Quantum mechanics: The Bayesian theory generalised to the space of Hermitian matrices
Alessio Benavoli, Alessandro Facchini, Marco Zaffalon

TL;DR
This paper generalizes Bayesian probability theory to Hermitian matrices, deriving quantum mechanics' postulates from rational gambling rules, thus showing quantum mechanics as a self-consistent Bayesian framework in complex numbers.
Contribution
It introduces a Bayesian framework for quantum mechanics based on Hermitian matrices, deriving all four postulates from rationality principles.
Findings
Quantum mechanics' postulates are derived from Bayesian rationality rules.
Quantum operations are reinterpreted as probability rules within the Bayesian framework.

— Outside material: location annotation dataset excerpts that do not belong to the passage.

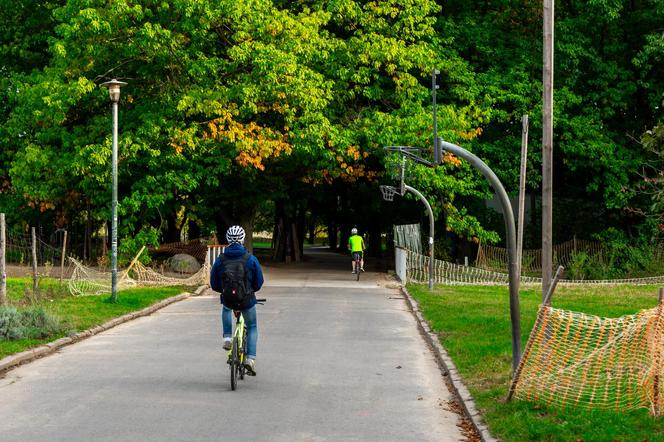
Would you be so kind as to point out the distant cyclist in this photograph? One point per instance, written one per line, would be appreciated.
(356, 247)
(233, 262)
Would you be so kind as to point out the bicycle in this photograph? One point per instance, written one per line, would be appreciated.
(357, 258)
(238, 351)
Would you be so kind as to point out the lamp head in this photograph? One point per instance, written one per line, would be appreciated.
(114, 89)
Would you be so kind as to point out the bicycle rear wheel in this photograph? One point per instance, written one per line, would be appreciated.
(235, 363)
(243, 353)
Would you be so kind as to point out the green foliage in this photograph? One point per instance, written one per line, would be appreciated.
(473, 324)
(128, 247)
(30, 323)
(620, 258)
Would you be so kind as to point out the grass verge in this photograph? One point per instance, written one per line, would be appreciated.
(474, 327)
(75, 313)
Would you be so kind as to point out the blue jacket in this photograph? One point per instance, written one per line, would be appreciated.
(253, 271)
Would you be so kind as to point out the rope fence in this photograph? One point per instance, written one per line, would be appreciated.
(417, 270)
(496, 258)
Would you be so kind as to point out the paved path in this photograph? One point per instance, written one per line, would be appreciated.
(337, 360)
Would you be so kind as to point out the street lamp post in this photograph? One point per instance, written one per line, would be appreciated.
(114, 92)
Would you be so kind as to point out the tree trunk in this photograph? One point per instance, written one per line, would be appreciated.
(288, 244)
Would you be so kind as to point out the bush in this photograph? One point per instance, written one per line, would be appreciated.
(620, 258)
(31, 323)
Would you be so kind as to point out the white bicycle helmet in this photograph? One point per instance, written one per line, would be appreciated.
(235, 234)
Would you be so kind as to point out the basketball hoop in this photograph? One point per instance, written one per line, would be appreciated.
(388, 192)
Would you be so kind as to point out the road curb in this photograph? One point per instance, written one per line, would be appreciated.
(458, 386)
(17, 359)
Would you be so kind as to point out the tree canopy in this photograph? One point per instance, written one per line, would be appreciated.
(232, 105)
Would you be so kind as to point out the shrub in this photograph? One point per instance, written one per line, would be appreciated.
(31, 323)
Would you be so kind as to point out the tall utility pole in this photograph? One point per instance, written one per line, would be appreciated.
(114, 92)
(547, 149)
(434, 87)
(3, 274)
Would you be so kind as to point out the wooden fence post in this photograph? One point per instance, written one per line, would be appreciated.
(62, 258)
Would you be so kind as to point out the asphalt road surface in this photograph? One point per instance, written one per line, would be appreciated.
(338, 360)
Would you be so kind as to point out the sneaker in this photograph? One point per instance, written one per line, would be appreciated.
(250, 366)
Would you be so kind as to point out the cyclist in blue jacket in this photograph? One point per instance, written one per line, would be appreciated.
(254, 281)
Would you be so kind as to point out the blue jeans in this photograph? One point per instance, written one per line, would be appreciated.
(249, 320)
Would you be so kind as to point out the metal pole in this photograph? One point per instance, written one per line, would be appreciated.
(34, 261)
(3, 271)
(114, 221)
(511, 243)
(428, 206)
(547, 149)
(434, 86)
(522, 192)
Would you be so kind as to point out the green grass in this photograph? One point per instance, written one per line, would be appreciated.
(77, 313)
(473, 325)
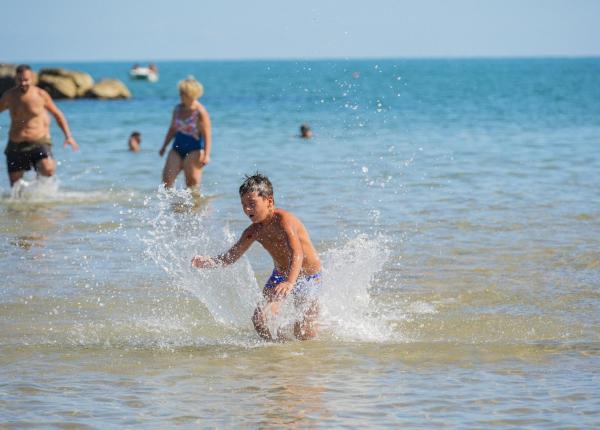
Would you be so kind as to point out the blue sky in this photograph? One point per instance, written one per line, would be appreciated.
(154, 30)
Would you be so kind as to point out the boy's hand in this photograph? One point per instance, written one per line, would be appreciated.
(282, 289)
(70, 141)
(202, 262)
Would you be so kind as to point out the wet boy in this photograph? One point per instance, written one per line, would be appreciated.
(297, 266)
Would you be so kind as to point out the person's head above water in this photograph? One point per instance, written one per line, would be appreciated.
(258, 184)
(25, 77)
(256, 195)
(305, 131)
(190, 89)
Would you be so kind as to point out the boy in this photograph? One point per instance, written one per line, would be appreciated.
(297, 266)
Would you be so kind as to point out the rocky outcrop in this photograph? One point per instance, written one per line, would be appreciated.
(62, 83)
(109, 89)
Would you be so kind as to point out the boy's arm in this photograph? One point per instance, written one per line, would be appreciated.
(229, 257)
(296, 259)
(60, 119)
(169, 136)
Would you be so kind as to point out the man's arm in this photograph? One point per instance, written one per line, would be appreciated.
(60, 119)
(231, 256)
(4, 101)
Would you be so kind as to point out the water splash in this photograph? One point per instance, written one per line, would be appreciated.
(183, 227)
(347, 307)
(41, 188)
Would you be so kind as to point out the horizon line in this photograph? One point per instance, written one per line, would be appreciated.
(332, 58)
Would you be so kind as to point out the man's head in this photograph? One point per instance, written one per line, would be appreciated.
(24, 77)
(305, 131)
(256, 194)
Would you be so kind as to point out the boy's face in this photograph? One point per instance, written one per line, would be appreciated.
(257, 208)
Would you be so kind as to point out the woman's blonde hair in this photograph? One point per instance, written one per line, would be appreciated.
(191, 87)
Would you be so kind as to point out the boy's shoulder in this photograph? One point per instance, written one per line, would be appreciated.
(286, 217)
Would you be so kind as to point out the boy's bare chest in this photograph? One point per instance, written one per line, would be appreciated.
(273, 239)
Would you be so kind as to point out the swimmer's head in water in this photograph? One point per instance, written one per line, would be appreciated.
(257, 183)
(190, 88)
(305, 131)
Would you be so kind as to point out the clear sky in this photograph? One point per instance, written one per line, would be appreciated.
(154, 30)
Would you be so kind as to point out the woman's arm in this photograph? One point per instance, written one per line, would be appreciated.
(206, 130)
(170, 133)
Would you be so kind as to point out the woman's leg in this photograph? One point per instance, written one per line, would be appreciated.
(193, 169)
(172, 168)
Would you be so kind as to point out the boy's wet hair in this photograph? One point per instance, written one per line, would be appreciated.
(21, 68)
(257, 183)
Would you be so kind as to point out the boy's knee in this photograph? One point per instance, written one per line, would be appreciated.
(259, 321)
(46, 167)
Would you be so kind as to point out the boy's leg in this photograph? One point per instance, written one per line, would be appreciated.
(46, 167)
(172, 168)
(260, 324)
(261, 316)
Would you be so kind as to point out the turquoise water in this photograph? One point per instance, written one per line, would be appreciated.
(455, 204)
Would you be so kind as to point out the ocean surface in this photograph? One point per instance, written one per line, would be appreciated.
(455, 205)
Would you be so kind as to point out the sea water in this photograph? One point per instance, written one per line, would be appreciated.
(455, 206)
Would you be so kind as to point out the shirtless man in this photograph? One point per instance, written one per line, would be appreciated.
(297, 267)
(29, 136)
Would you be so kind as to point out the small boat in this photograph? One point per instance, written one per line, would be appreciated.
(143, 74)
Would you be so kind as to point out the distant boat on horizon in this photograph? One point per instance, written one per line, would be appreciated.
(149, 73)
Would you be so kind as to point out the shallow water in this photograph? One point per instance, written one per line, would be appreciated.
(455, 206)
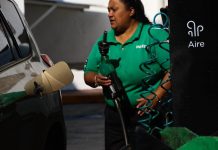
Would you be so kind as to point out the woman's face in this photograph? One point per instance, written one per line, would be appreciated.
(119, 15)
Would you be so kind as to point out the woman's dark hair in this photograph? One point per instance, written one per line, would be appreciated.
(139, 10)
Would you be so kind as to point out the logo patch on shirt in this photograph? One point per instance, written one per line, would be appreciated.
(141, 46)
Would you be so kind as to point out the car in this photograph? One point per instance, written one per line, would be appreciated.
(27, 122)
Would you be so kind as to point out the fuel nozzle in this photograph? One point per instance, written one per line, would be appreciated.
(103, 45)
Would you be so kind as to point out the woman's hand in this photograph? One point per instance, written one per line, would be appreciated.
(101, 80)
(149, 103)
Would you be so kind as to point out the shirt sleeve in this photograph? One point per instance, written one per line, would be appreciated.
(161, 47)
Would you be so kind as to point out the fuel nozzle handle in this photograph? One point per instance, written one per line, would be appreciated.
(103, 45)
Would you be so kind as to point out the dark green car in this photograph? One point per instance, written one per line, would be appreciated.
(27, 122)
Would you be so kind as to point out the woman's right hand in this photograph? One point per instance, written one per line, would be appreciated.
(101, 80)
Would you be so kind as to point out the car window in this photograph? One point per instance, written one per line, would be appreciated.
(17, 28)
(6, 54)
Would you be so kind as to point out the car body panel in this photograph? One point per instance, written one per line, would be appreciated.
(26, 122)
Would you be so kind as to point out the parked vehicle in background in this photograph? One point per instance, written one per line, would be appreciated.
(26, 122)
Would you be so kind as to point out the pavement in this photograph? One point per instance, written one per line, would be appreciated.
(85, 126)
(84, 114)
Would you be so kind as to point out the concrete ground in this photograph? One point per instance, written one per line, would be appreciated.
(85, 126)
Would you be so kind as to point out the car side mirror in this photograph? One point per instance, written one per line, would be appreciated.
(50, 80)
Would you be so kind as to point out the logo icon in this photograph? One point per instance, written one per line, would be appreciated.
(194, 30)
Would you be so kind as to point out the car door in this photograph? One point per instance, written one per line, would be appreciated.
(25, 121)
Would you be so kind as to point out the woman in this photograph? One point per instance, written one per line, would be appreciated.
(129, 48)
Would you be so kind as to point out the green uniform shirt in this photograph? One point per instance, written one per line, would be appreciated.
(132, 55)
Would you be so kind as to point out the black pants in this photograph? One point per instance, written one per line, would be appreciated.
(138, 138)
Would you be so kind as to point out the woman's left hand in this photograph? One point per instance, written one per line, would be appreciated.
(144, 102)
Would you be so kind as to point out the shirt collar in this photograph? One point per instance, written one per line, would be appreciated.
(111, 35)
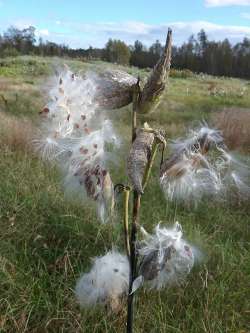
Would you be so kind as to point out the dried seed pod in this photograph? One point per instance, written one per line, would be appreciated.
(165, 257)
(138, 158)
(106, 200)
(156, 83)
(114, 89)
(151, 265)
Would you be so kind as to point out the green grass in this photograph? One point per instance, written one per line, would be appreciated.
(47, 240)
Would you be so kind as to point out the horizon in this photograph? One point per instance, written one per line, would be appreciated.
(82, 24)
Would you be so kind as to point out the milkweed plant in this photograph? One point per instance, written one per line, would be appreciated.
(78, 136)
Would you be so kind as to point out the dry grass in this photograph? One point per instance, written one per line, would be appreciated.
(235, 124)
(16, 133)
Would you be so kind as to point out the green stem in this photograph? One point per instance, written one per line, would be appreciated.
(126, 219)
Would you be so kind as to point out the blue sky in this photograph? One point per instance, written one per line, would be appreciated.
(80, 23)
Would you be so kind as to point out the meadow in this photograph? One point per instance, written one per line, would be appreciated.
(47, 239)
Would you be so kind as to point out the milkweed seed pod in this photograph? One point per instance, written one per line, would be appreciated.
(114, 89)
(107, 282)
(138, 158)
(156, 82)
(75, 137)
(200, 140)
(165, 258)
(201, 166)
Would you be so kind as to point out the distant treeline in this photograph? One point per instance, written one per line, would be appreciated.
(198, 54)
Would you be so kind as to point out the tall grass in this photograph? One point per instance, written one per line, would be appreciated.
(235, 125)
(47, 240)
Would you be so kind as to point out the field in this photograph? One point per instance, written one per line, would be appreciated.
(47, 239)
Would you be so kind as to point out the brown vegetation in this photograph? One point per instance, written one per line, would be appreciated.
(15, 133)
(235, 125)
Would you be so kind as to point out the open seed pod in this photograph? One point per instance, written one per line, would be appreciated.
(114, 89)
(202, 166)
(106, 283)
(165, 258)
(156, 83)
(138, 158)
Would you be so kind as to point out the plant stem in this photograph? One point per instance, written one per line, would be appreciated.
(136, 96)
(133, 261)
(126, 230)
(150, 164)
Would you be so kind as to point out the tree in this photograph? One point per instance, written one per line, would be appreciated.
(117, 51)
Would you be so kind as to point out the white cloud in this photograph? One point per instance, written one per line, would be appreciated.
(246, 15)
(97, 34)
(42, 33)
(223, 3)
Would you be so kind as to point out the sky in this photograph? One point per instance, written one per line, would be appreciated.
(80, 23)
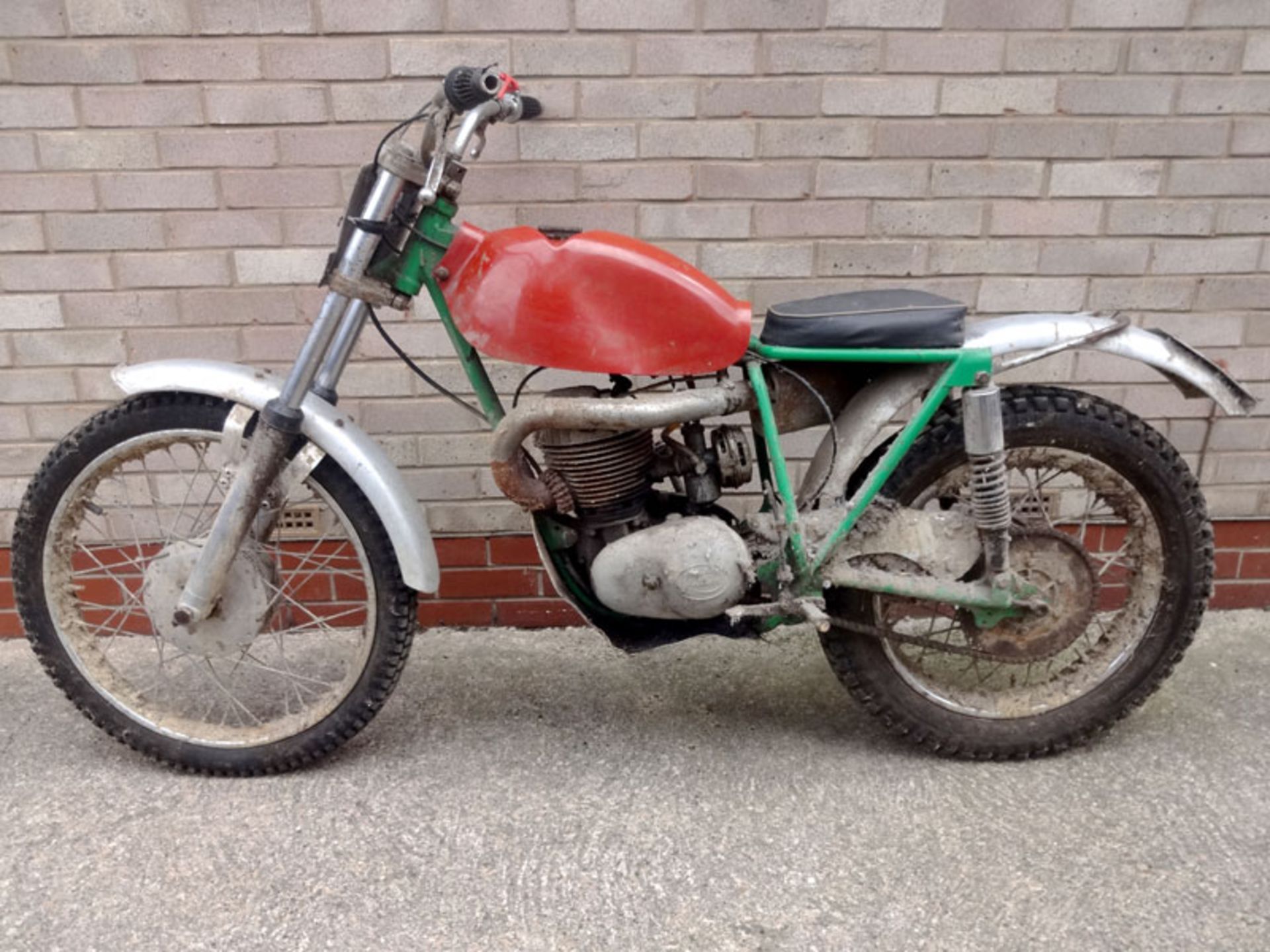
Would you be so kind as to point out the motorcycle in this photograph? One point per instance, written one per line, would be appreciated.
(222, 571)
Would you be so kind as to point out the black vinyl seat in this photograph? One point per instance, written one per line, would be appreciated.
(867, 319)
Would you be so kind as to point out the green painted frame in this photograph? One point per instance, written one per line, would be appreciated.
(963, 367)
(414, 270)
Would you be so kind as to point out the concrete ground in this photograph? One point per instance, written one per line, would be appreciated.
(540, 791)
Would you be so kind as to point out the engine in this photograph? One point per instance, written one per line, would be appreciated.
(652, 554)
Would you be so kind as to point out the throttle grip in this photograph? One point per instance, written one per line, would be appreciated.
(468, 87)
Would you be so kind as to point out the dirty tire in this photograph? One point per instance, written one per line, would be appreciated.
(396, 603)
(1078, 422)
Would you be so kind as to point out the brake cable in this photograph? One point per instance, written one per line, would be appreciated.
(418, 371)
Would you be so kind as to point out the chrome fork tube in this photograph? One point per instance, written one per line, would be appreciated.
(339, 350)
(280, 422)
(312, 353)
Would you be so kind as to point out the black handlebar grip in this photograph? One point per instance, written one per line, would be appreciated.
(531, 108)
(468, 87)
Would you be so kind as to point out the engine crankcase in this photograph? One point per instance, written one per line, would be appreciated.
(690, 568)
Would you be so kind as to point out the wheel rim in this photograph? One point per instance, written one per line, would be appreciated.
(1052, 489)
(151, 498)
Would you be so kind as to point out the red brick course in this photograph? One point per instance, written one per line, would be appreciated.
(498, 582)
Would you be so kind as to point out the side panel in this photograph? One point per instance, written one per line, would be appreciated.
(596, 302)
(333, 432)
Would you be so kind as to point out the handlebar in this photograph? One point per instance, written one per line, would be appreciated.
(466, 88)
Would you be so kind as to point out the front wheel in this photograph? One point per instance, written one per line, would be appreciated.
(302, 651)
(1109, 522)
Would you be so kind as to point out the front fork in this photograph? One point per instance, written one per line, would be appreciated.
(990, 481)
(318, 367)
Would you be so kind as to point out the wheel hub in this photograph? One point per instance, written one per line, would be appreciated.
(1068, 583)
(240, 615)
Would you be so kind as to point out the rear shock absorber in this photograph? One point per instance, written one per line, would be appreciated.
(990, 481)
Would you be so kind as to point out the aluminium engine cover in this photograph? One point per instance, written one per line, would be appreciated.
(690, 568)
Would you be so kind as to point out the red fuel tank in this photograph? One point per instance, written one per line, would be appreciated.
(595, 301)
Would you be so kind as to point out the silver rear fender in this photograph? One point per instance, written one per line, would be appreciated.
(332, 430)
(1014, 342)
(1023, 338)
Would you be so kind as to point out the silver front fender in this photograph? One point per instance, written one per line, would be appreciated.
(332, 430)
(1014, 340)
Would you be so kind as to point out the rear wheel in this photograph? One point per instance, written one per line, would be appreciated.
(1108, 521)
(309, 637)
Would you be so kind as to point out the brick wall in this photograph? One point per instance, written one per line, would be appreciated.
(172, 173)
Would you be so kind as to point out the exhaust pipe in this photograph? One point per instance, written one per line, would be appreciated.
(512, 467)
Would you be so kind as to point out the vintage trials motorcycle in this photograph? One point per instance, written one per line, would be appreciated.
(222, 569)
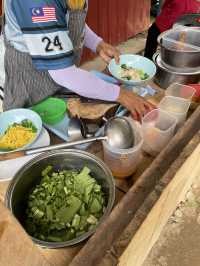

The theory confirms quantum mechanics as a self-consistent Bayesian probability theory in complex numbers.
Abstract
We consider the problem of gambling on a quantum experiment and enforce rational behaviour by a few rules. These rules yield, in the classical case, the Bayesian theory of probability via duality theorems. In our quantum setting, they yield the Bayesian theory generalised to the space of Hermitian matrices. This very theory is quantum mechanics: in fact, we derive all its four postulates from the generalised Bayesian theory. This implies that quantum mechanics is self-consistent. It also leads us to reinterpret the main operations in quantum mechanics as probability rules: Bayes' rule (measurement), marginalisation (partial tracing), independence (tensor product). To say it with a slogan, we obtain that quantum mechanics is the Bayesian theory in the complex numbers.